O halde, Genesis arkasındaki siber suçlular sattıkları verileri nereden buluyor? Cevap basit olduğu kadar muğlaktır da: çeşitli kötü amaçlı yazılım türlerinden.

Kötü amaçlı yazılımların hepsi fidye için verilerinizi şifrelemeye ya da cihazınıza girdiği gibi paranızı doğrudan çalmaya çalışmaz. Bazı türleri sessizce bekler, ulaşabildiği tüm verileri toplar ve daha sonra Genesis’te satılan dijital maskeleri yaratır.

Dolandırıcılık engellemeyi atlatmanın diğer yolları

Dolandırıcılık engelleyici sistemleri atlatmanın ilk yolu, tanıdık görünmektir. Diğer yol ise tamamen yeni görünmektir. Üstelik suçlular diğer yolu bildiklerinden İnternet üzerinde bunu yapan bir hizmet bile vardır.

Tamamen yeni, kullanılan dijital maskeyle hizmetin bildiği herhangi diğer dijital maskeler arasında eşleşen hiçbir parametre olmamanın hemen yanında anlamına gelmektedir. Bu da, eğer kullanılan parametrelerin bazıları (bilgisayar donanımı, ekran çözünürlüğü ve diğerleri gibi) daha önce kullanılmış olan dijital maskedekiyle aynı olacaksa, bilgisayarlarına yeni bir tarayıcı yükleseler bile, dolandırıcıların dolandırıcılık engelleyici sistemi olan bir hizmete giriş yapamayacakları anlamına gelir.
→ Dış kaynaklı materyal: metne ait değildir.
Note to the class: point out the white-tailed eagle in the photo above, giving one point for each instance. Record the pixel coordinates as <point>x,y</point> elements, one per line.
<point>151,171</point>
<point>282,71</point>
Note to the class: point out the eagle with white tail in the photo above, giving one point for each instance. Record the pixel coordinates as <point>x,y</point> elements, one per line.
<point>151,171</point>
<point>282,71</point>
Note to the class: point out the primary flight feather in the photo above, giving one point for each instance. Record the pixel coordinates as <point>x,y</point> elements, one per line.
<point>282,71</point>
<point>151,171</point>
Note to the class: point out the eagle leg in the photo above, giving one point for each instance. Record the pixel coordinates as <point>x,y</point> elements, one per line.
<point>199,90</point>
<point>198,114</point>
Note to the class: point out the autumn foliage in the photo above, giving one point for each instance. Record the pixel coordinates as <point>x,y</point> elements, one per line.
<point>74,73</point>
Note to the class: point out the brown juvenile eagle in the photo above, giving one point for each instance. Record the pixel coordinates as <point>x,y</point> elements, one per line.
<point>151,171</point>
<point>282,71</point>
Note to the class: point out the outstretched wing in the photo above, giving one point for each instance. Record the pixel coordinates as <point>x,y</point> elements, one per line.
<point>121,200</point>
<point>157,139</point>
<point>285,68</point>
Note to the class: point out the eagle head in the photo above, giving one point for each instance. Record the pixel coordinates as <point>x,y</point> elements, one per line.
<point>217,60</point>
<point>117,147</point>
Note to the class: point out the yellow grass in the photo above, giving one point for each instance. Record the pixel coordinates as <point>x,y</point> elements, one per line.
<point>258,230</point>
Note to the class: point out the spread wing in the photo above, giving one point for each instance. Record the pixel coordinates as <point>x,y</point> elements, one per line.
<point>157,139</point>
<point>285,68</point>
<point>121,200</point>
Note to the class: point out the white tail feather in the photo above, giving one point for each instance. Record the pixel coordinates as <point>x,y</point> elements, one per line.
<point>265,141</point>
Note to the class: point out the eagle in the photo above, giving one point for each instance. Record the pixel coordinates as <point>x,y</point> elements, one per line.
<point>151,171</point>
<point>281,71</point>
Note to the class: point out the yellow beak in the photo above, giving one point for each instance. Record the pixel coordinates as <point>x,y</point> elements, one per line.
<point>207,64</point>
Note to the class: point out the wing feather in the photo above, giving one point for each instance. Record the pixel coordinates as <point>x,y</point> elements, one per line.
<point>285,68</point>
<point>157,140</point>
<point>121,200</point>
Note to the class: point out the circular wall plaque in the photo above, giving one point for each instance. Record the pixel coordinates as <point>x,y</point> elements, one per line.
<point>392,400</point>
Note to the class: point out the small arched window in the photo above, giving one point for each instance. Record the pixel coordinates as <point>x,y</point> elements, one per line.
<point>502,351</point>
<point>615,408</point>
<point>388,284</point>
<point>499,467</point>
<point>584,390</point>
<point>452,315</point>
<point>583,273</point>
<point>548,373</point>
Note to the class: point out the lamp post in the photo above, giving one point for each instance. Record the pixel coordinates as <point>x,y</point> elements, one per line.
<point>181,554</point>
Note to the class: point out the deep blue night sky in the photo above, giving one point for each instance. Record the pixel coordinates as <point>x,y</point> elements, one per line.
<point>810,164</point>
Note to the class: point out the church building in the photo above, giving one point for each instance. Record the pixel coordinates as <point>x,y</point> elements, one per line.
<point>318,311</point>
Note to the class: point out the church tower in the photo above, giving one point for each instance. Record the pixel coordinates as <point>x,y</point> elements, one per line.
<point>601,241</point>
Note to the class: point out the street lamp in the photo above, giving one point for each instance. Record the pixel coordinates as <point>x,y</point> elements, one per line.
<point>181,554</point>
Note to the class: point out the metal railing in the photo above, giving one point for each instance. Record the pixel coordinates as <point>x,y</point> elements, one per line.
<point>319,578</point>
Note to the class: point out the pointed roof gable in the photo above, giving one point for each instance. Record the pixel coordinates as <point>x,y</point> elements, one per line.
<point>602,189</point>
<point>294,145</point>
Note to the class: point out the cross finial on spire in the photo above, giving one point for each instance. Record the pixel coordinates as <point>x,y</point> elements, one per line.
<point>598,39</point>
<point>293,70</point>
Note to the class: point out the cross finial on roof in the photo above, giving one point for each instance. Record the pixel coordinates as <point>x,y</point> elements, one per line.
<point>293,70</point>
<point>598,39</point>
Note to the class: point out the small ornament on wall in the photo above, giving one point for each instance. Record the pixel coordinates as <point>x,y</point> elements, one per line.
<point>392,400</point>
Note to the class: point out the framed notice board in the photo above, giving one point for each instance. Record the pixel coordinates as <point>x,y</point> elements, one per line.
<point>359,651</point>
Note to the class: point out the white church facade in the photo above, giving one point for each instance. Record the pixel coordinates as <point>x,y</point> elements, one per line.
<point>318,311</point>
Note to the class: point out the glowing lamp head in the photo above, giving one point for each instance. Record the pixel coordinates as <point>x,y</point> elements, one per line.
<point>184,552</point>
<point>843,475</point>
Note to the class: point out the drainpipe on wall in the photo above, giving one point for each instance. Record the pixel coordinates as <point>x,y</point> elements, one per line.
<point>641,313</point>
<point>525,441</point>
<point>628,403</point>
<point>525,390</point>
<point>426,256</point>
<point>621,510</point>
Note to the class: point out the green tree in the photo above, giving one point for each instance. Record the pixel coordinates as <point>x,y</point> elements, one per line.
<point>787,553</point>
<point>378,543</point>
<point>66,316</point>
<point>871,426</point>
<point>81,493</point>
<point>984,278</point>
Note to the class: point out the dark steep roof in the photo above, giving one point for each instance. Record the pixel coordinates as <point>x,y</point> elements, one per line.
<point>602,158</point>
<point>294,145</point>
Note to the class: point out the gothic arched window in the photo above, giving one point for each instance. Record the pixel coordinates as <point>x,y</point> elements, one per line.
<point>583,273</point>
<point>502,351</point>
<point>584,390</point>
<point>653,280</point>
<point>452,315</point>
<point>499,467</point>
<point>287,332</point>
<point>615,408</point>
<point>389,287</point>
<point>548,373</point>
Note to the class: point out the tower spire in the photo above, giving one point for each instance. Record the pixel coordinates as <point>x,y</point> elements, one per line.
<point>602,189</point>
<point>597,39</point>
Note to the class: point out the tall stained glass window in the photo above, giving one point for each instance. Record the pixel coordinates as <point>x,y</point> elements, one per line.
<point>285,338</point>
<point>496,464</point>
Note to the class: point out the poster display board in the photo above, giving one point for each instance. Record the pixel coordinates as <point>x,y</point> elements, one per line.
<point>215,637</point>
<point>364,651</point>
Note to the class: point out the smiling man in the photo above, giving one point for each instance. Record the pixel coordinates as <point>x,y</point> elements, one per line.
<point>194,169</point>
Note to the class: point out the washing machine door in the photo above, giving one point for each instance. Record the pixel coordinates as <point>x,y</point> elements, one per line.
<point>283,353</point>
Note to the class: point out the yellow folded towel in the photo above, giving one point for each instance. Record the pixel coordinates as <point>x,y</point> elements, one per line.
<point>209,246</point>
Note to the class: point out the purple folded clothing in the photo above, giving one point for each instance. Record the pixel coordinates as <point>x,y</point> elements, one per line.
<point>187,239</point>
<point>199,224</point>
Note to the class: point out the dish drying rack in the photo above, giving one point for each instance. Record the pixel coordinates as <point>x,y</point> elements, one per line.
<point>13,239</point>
Ancak Sphere adındaki bir hizmet sahtekarların yeni bir dijital kimlik oluşturmasına ve bu parametrelerin hepsini değiştirmesine izin vermektedir, bunun neticesi olarak da dolandırıcılık-engelleyici sistemi bunları tamamen yeni birileri olarak görür. Üstelik bu yeni kişiye güvenmemek için hiçbir nedeni de yoktur.

Tıpatıp benzeyen kişileri kullananlara hayır demek

Sorun şu ki dolandırıcılık engelleyici sistem ne kadar gelişmiş olursa olsun bu teknikler hala işe yaramaktadır, çünkü dolandırıcılık engelleyici sistemin bir kişinin kaynaklara erişim izni olup olmadığına karar veren algoritmaları tam olarak sahtekarların topladıkları verilere dayanır.

O halde bu ileri düzey kart dolandırıcılığından korunmak mümkün mü?

Bankalar için, iki-adımlı doğrulamanın zorunlu kılınmasını gerekmektedir; hatta bu korumaya bazı durumlarda parmak izi okuma (dijital değil gerçek), göz bebeği tarama ya da yüz tanıma gibi bazı biyometrik bilgileri ikinci adım olarak kullanmak da dahildir. Bankaların ayrıca ortaya çıkan çeşitli şekillerdeki dolandırıcılıklara karşı uyanık olması gerekmektedir; aksi halde o dolandırıcılıklarla mücadele edecek araçları uygulamaya alamayacaklardır.

Kullanıcılar açısından, bu türden bir kart dolandırıcılığına karşı kendinizi korumanın tek yolu hiç kimsenin dijital maskenizi ele geçirmediğinden emin olmaktır. Bunun için de verilerinize dokunmaya çalışan her bir kötü amaçlı yazılım parçasının üstesinde gelecek güvenilir bir güvenlik çözümü yüklemeniz gerekmektedir.